SECTOR 2

2.8 All media fairly represent the voices of society and
its minorities in its ethnic, linguistic, religious diversity.
The fair representation of the society’s voices, including minorities, is inconsistent.
Around election time, several media houses crop up to communicate particular
agendas. It is at these times that “vernacular languages see a re-emergence in
the media”. Zambia has seven major languages, and 73 local dialects. Bemba and
Nyanja, as the bigger language groups, enjoy broader coverage.
The Moon newspaper, published fortnightly, carries content in some vernacular
languages, but the publication is not widely distributed. Smaller tribal languages
are further under-represented, including on community radio. For example on
Mazabuka and Radio Lyambai in Mongu community radios, they didn’t want small
tribal languages used. “We have minority languages and minority languages.”
On television media, there is limited programming in local languages, and there is
a hope that with digital migration there may be increased airtime for this, through
switching to provincial centres.
In terms of religious diversity, the larger percentage of religious content is based
on Christianity, and then on Islam. Representation of other religions is rare. The
Catholic radio stations do not discriminate on content from other denominations.
The stations “discuss any religion, and do not attack any religion”. In fact, this is
done to the extent that at Radio Musi-O-Tunya, the main churches felt that they
were being marginalised with regards to coverage.

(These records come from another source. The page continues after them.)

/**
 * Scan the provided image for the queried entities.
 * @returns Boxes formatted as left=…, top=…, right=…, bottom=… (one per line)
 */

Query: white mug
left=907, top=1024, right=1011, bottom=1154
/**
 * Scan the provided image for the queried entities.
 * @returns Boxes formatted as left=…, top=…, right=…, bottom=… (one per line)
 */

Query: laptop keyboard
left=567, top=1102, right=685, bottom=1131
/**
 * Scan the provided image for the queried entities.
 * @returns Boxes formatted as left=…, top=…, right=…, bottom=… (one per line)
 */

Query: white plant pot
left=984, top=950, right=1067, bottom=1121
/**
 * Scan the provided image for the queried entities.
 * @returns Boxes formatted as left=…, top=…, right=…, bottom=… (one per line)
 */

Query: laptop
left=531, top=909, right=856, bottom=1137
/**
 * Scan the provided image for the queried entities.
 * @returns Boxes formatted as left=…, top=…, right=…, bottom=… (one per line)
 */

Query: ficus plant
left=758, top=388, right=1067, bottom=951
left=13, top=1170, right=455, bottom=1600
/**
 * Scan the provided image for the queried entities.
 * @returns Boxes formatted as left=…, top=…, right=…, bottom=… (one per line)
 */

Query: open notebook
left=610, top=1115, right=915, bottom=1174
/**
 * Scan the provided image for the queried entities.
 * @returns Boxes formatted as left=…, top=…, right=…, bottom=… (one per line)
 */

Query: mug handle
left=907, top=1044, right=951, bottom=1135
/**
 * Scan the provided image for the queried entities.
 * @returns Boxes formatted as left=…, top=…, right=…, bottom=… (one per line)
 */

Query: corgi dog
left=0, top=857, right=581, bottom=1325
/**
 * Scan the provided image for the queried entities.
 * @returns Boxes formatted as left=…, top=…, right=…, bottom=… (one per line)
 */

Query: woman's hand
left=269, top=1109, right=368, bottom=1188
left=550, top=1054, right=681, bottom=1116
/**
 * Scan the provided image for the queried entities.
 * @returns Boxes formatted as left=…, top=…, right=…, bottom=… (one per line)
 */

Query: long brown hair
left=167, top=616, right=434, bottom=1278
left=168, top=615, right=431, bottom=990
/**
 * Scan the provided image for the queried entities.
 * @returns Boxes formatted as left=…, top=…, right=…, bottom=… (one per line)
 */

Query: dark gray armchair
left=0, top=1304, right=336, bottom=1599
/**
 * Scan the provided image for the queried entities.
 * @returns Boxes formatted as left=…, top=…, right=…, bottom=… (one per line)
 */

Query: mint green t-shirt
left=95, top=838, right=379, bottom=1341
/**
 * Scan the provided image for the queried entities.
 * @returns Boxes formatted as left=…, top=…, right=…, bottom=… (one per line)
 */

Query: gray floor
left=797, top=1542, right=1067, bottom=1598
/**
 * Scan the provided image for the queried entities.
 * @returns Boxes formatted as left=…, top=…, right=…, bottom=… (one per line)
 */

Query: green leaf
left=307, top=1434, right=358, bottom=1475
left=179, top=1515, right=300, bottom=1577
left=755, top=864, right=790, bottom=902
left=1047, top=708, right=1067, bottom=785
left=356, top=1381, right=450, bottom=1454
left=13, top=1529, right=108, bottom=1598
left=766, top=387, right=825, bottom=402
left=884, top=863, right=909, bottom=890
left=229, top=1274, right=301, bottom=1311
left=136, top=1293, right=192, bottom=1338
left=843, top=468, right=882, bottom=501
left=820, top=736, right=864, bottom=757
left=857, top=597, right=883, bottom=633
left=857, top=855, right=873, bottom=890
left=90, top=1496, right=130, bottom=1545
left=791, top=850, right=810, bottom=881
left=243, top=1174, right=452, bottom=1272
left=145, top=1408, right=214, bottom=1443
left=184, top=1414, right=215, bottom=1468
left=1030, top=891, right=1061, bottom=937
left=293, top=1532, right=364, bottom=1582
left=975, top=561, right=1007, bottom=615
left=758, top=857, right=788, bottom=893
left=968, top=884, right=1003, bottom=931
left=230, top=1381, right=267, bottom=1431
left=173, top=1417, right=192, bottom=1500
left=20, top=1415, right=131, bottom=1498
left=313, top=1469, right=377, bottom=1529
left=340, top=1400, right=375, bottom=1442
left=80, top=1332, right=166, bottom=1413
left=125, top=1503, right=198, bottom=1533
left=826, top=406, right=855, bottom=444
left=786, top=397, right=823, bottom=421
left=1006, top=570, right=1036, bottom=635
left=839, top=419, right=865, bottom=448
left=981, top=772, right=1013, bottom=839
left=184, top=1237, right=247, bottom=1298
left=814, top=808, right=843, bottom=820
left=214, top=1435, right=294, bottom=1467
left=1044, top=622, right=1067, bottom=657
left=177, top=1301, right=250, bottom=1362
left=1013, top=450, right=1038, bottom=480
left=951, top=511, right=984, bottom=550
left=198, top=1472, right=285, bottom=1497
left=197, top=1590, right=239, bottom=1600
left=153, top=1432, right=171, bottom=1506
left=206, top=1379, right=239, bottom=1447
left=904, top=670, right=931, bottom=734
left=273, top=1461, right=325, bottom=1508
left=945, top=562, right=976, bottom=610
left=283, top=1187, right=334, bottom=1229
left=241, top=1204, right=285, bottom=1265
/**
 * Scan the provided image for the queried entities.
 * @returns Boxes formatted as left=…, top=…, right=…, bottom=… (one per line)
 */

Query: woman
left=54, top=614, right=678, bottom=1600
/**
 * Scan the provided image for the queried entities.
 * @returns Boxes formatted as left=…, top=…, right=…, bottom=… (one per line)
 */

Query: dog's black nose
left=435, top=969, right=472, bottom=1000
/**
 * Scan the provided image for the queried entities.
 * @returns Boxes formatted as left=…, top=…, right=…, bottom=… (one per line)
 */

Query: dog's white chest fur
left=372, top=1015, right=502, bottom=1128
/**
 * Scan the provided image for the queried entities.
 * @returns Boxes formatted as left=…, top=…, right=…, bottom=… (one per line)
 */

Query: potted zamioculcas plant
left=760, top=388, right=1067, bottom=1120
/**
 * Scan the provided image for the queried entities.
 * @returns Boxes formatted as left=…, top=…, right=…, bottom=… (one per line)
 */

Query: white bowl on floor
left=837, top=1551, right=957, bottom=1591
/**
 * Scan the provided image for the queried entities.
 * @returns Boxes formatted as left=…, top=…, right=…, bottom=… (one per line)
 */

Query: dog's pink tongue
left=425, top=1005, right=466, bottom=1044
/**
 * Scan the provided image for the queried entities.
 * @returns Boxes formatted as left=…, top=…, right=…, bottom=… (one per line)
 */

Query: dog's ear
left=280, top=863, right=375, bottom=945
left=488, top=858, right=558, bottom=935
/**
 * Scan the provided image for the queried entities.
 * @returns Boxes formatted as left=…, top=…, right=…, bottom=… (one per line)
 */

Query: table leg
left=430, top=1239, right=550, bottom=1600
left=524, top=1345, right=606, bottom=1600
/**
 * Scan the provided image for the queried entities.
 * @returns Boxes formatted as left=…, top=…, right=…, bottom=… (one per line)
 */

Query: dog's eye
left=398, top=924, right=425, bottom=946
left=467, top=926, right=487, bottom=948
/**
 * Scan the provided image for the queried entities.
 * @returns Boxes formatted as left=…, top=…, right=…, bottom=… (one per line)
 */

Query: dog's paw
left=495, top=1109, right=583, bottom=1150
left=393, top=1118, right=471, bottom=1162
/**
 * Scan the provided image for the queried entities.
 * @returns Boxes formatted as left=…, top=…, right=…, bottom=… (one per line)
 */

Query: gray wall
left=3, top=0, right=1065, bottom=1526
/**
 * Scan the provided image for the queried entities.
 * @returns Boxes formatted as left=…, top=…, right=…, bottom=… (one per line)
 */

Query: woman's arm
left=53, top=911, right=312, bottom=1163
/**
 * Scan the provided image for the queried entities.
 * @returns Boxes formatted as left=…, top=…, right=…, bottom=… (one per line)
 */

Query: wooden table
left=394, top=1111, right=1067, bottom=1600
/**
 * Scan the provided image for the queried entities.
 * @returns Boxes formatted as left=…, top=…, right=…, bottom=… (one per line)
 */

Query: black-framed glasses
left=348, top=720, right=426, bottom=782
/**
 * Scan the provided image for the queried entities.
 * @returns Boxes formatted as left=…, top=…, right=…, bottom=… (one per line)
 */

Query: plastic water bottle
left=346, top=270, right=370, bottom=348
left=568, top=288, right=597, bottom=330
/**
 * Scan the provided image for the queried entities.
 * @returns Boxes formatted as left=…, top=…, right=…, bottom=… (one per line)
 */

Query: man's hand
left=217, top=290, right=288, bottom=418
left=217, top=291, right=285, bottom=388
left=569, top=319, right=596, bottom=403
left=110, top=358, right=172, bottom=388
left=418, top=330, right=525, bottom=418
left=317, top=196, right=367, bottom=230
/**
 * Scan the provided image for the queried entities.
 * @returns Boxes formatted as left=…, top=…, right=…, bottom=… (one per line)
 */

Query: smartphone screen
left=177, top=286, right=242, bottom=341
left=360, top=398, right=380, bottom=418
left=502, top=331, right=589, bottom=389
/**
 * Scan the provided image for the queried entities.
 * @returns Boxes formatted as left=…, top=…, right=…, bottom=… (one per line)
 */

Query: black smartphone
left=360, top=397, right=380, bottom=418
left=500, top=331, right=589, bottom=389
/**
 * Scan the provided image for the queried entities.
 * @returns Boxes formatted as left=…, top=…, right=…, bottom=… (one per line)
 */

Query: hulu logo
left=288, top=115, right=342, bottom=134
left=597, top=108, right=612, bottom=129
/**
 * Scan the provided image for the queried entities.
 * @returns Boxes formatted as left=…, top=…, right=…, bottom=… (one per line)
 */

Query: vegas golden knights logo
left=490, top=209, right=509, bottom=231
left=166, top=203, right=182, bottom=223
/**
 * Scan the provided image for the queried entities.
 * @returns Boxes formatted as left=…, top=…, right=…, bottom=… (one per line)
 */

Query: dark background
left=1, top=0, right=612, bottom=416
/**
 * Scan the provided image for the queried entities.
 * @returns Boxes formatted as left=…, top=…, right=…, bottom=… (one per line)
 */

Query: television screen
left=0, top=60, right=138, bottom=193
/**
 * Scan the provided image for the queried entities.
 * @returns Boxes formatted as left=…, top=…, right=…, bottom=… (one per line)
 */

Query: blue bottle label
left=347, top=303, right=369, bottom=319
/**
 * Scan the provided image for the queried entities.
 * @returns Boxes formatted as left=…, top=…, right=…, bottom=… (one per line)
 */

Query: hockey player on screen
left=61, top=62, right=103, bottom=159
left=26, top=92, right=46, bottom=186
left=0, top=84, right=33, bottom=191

Lesbian, gay, bisexual and transgender (LGBT) communities are also underrepresented in the Zambian media, probably because homosexuality is criminalised
in Zambia. “It is a criminal offence to be engaged in sexual conduct with
someone of the same sex, so how do you cover this without causing victimisation
of the source?” It was also noted that where coverage on LGBT individuals or
communities takes place, this is done in a derogatory way. “When you talk about
homosexuality, in our case in Zambia, it is not something that has been accepted.
Socially they are not accepted.”
In August 2013, “ZNBC showed a movie where two gay people kissed. For the
next two days, they were apologising for screening this. It is not tolerated.”